I was sitting, watching the sun sink into the Arabian Sea, when near me, I heard someone weeping quietly. No, more than one person. Maybe these people were always there, but I never noticed them before.
I didn’t know their stories, but their pain was familiar. For the first time in years, I wasn’t angry. I wasn’t bitter. I was simply human.
My mind whispered, “Sharukh, everyone suffers. You’re not alone.”
And another voice countered, “But your pain is bigger. You lost everything.”
Then came the third voice, clearest of all: “How do you know their loss isn’t as great as yours?”
Seeing someone else cry shattered me again. The idea that maybe I’m not the only one carrying something unbearable arrived without warning.
I sat there for hours. The crash of the waves, the glow of the sunset, the hum of the city behind me – everything felt like a quiet conversation. That was the first crack in the wall I’d built around myself.
In subsequent visits to the promenade, I had more questions. This time, different ones. While I didn’t suddenly regain faith, I now wanted to know more about God. I was no longer numb, but curious. Is God the judge, jury, and executioner? Does he live in certain assigned places? Is he really impressed with all our rituals and rules? Or have we humans reduced something vast into what is convenient to us?
My mother had taught me her version of faith, but what was now growing inside me was something very different. My observations and experiences of the world around me started restoring my faith, but in a completely new way. I was meeting people who had their own challenges, some quite similar to mine. My heart was starting to learn empathy again. At this stage in life, I also stumbled into my first true friend.
With my faith restored, my concept of God changed too. He was no longer the one I had to impress with rituals, as my mother believed. For me, He was around. The wind on my face, the crashing waves, the tiny wildflowers that grow in the cracks of concrete all spoke of his presence. A divine presence, not an authoritarian personality. A light, not a law.

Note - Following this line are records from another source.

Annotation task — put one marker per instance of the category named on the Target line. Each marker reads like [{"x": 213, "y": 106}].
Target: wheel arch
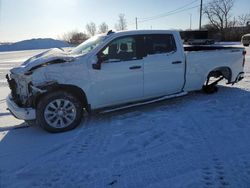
[
  {"x": 72, "y": 89},
  {"x": 224, "y": 71}
]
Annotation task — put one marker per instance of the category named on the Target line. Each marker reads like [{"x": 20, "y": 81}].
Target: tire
[
  {"x": 59, "y": 111},
  {"x": 210, "y": 89},
  {"x": 30, "y": 122}
]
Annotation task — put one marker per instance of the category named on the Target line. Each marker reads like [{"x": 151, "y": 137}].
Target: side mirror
[{"x": 96, "y": 63}]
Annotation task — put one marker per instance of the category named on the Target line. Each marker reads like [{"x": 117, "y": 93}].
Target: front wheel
[{"x": 59, "y": 111}]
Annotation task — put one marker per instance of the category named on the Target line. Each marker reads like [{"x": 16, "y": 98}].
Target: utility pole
[
  {"x": 190, "y": 22},
  {"x": 136, "y": 23},
  {"x": 200, "y": 15}
]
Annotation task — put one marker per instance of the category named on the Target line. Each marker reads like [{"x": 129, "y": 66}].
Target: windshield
[{"x": 88, "y": 45}]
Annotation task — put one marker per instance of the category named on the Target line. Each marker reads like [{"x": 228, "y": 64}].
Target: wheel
[
  {"x": 210, "y": 89},
  {"x": 59, "y": 111}
]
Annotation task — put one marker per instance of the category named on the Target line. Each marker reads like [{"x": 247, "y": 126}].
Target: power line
[{"x": 169, "y": 12}]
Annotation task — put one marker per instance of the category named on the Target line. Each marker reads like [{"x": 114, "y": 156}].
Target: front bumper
[{"x": 18, "y": 112}]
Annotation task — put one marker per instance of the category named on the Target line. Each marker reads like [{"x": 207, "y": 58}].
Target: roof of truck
[{"x": 134, "y": 32}]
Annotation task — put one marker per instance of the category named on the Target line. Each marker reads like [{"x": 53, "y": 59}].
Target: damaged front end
[{"x": 24, "y": 86}]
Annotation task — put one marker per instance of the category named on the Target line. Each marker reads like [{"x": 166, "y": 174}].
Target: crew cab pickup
[{"x": 54, "y": 89}]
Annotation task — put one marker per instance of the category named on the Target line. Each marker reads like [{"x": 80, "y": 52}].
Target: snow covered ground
[{"x": 196, "y": 141}]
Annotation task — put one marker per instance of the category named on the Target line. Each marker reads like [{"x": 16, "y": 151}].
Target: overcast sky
[{"x": 25, "y": 19}]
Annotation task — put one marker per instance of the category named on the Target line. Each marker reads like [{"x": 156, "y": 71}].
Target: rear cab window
[{"x": 159, "y": 44}]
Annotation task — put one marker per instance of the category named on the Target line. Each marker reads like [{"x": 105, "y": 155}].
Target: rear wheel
[{"x": 59, "y": 111}]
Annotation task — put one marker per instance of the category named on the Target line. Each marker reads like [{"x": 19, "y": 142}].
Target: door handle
[
  {"x": 135, "y": 67},
  {"x": 176, "y": 62}
]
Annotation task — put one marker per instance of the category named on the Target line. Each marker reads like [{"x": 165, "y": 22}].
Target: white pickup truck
[{"x": 55, "y": 88}]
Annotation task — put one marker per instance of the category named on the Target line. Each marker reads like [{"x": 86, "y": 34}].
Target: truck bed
[{"x": 189, "y": 48}]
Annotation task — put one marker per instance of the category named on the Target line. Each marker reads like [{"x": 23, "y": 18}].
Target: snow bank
[{"x": 33, "y": 44}]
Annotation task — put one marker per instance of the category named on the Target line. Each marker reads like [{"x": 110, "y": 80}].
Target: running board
[{"x": 147, "y": 102}]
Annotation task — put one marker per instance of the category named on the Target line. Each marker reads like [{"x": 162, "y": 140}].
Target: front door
[
  {"x": 164, "y": 66},
  {"x": 120, "y": 78}
]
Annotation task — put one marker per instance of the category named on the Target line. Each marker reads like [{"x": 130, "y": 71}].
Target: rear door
[{"x": 164, "y": 66}]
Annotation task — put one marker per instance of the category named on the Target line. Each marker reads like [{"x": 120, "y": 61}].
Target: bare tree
[
  {"x": 74, "y": 37},
  {"x": 243, "y": 19},
  {"x": 103, "y": 28},
  {"x": 218, "y": 13},
  {"x": 122, "y": 23},
  {"x": 91, "y": 28}
]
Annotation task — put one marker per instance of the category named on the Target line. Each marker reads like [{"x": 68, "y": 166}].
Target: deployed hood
[{"x": 52, "y": 56}]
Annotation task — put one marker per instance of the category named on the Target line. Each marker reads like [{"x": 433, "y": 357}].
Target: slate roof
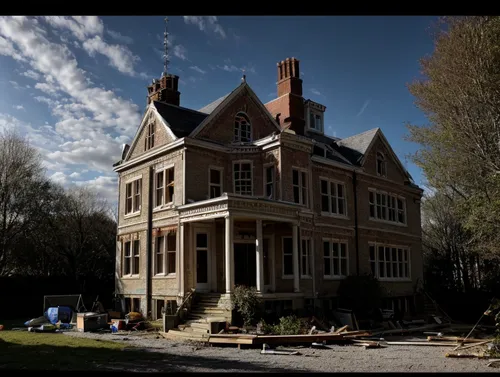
[
  {"x": 354, "y": 147},
  {"x": 182, "y": 120},
  {"x": 212, "y": 106}
]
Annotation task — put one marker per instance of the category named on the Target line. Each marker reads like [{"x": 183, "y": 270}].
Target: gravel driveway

Years after her death, I finally walked back into the fire temple my mother loved and visited the most. Not out of obligation, not out of fear, but because something inside me felt ready.
There I said something I had never dared to say before: “I don’t know the prayers anymore. But I know you won’t judge me for that.” And for a moment, it felt like my mother was standing right next to me.
When I stepped out, I carried two feelings: peace, because the anger was gone; and a quiet sadness, because what I believed now was not what my mother had taught me. I had grown into a different kind of faith, shaped by loss, shaped by questions, shaped by long evenings at Marine Drive.
Looking back, I often think that if my mother were here, I might never have learned this. Her teachings would have held me, protected me, but they would not have stretched me. Losing her broke me into a thousand pieces, but it also rebuilt me, slowly, painfully, beautifully.
My faith is no longer the faith she knew. It’s the faith life shaped in me. And I think she would understand, wherever she is.